Just some ideas, based on my own experience as well as observing others for so long, now. :) Good luck! :)

7 comments:

  1. Sorry girls, but since when did asking for what we want sexually or sensually become nagging. I thought we had come further than that in the last few decades. You have looked after this guy and his child for years, probably rushing around trying to hold down a job at the same time, and he can’t be bothered to switch on his imagination every couple of days and do some role-play!
    Why should you be denied what you want. Don’t let it drift – have it out with him.
    In not so many years you might be having to look after him when he is ill- you are going to feel mightily resentful then.
    Sieze the day!
    Maddy

    ReplyDelete
  2. PK, I have my doubts about the soundness of this advise.
    You aren't a nagging wife, anonymous is building on your self doubts.
    I doubt that you have the time to do that much reading in term time.
    What you decide to do about your blog is up to you.
    You won't get shot of me that easy.
    Love and warm hugs,
    Paul.

    ReplyDelete
  3. I wish Maddy would blog. She makes interesting comments.

    To start with, I have trouble taking advice from people who won't identify themselves.

    And even if it is a chore for him, isn't it worth doing to please his wife?

    Hey, PK, you know I care about you and it is your life so I just wish you the best.

    But I hope you keep blogging even if yoiu decide to stay away from this topic.

    FD

    ReplyDelete
  4. PK - Sometimes taking b a break helps to clear our minds. Do whatever you need to do, but for the right reasons. Anon makes some good points, but they don't necessarily apply in all cases.

    We'll still be here when you get back.

    Hugs,
    Hermione

    ReplyDelete
  5. PK, You have to do what feels right for you and you alone. Pop in and out do whatever your friends aren't going anywhere.

    Love and hugs.
    Ronnie
    xx

    ReplyDelete
  6. Sister all i can say is do what you feel is right. If a break is what you need then so be it. There are some good points in all of the comments. But what ever you do just make SURE that you keep in touch. As i told you this morning.."CAN'T LIVE WITHOUT YOU"!.

    ReplyDelete
  7. I may not feel like blogging but I will always answer my comments. I think the hardest part is feeling down and not being able to explain why I'm not myself at work. You guys are still the only ones who understand.

    Maddy,
    I don't think Nick sees it as much as nagging as I do. And I have to admit he takes care of me more than the other way around. I may yet seize the day but today isn't the day.

    Dear Paul,
    Is she building on my self doubts or pointing out the obvious?
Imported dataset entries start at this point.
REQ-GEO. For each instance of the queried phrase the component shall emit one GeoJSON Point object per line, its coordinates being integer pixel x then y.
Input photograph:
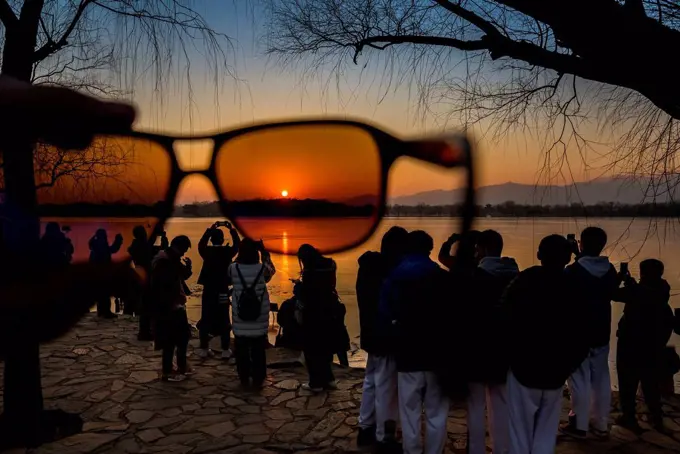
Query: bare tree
{"type": "Point", "coordinates": [555, 69]}
{"type": "Point", "coordinates": [106, 48]}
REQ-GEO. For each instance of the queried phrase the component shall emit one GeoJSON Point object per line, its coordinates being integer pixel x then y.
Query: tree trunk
{"type": "Point", "coordinates": [23, 418]}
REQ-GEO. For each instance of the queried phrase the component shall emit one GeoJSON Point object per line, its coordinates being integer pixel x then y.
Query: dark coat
{"type": "Point", "coordinates": [142, 253]}
{"type": "Point", "coordinates": [412, 298]}
{"type": "Point", "coordinates": [101, 251]}
{"type": "Point", "coordinates": [647, 322]}
{"type": "Point", "coordinates": [290, 331]}
{"type": "Point", "coordinates": [593, 282]}
{"type": "Point", "coordinates": [540, 317]}
{"type": "Point", "coordinates": [168, 274]}
{"type": "Point", "coordinates": [482, 320]}
{"type": "Point", "coordinates": [318, 299]}
{"type": "Point", "coordinates": [214, 275]}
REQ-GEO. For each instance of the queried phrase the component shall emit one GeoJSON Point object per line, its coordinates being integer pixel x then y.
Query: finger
{"type": "Point", "coordinates": [64, 297]}
{"type": "Point", "coordinates": [59, 115]}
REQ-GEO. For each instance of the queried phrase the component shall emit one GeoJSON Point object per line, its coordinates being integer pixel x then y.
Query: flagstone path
{"type": "Point", "coordinates": [102, 372]}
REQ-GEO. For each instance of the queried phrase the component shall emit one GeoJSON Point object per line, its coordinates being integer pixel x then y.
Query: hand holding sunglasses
{"type": "Point", "coordinates": [274, 181]}
{"type": "Point", "coordinates": [318, 181]}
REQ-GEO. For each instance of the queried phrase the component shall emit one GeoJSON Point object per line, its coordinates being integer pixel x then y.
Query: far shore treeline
{"type": "Point", "coordinates": [507, 209]}
{"type": "Point", "coordinates": [322, 208]}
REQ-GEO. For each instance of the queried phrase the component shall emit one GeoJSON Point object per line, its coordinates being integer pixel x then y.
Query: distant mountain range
{"type": "Point", "coordinates": [588, 193]}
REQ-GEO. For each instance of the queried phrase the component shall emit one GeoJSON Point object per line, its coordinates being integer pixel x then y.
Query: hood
{"type": "Point", "coordinates": [659, 286]}
{"type": "Point", "coordinates": [499, 266]}
{"type": "Point", "coordinates": [370, 259]}
{"type": "Point", "coordinates": [415, 265]}
{"type": "Point", "coordinates": [162, 255]}
{"type": "Point", "coordinates": [595, 266]}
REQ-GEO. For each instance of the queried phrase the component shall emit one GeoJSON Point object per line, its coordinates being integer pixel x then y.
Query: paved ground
{"type": "Point", "coordinates": [102, 372]}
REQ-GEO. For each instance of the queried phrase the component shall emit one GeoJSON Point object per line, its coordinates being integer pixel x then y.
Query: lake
{"type": "Point", "coordinates": [629, 240]}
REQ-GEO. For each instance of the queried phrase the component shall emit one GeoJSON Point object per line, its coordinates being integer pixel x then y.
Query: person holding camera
{"type": "Point", "coordinates": [215, 280]}
{"type": "Point", "coordinates": [593, 281]}
{"type": "Point", "coordinates": [643, 332]}
{"type": "Point", "coordinates": [142, 253]}
{"type": "Point", "coordinates": [448, 259]}
{"type": "Point", "coordinates": [250, 308]}
{"type": "Point", "coordinates": [169, 270]}
{"type": "Point", "coordinates": [101, 252]}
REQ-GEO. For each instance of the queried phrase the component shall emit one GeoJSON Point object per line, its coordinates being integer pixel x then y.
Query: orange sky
{"type": "Point", "coordinates": [315, 162]}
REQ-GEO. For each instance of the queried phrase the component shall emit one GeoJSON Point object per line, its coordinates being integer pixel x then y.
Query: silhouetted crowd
{"type": "Point", "coordinates": [477, 329]}
{"type": "Point", "coordinates": [506, 341]}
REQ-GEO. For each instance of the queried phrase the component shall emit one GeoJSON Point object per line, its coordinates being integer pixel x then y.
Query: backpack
{"type": "Point", "coordinates": [249, 304]}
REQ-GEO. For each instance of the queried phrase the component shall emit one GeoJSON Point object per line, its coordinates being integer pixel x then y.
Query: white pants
{"type": "Point", "coordinates": [418, 391]}
{"type": "Point", "coordinates": [367, 409]}
{"type": "Point", "coordinates": [386, 401]}
{"type": "Point", "coordinates": [590, 388]}
{"type": "Point", "coordinates": [493, 396]}
{"type": "Point", "coordinates": [534, 418]}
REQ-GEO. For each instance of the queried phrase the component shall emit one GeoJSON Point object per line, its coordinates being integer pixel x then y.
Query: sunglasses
{"type": "Point", "coordinates": [316, 181]}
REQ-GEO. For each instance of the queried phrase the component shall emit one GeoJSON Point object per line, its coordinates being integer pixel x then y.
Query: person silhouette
{"type": "Point", "coordinates": [56, 250]}
{"type": "Point", "coordinates": [31, 314]}
{"type": "Point", "coordinates": [100, 252]}
{"type": "Point", "coordinates": [142, 253]}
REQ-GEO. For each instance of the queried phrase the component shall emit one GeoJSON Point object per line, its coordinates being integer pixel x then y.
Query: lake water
{"type": "Point", "coordinates": [629, 240]}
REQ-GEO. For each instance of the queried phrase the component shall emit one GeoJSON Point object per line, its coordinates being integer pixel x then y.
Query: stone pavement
{"type": "Point", "coordinates": [102, 372]}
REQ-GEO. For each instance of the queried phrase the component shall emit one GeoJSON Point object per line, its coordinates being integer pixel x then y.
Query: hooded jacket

    One thing I know for sure is that I never want to lose contact with you.

    FD,
    Thank you and I agree about Maddy. As for Anonymous - this is the internet, would it have mattered if she had signed a name?

    I'm pretty sure I'll keep blogging but right now I just don't know what to say.

    Thanks Hermione,
    My friends here mean the world to me.

    Ronnie,
    I'm glad you're here and I really do enjoy emailing with you.

    Mthc,
    I hope you know by now that you're stuck with me forever.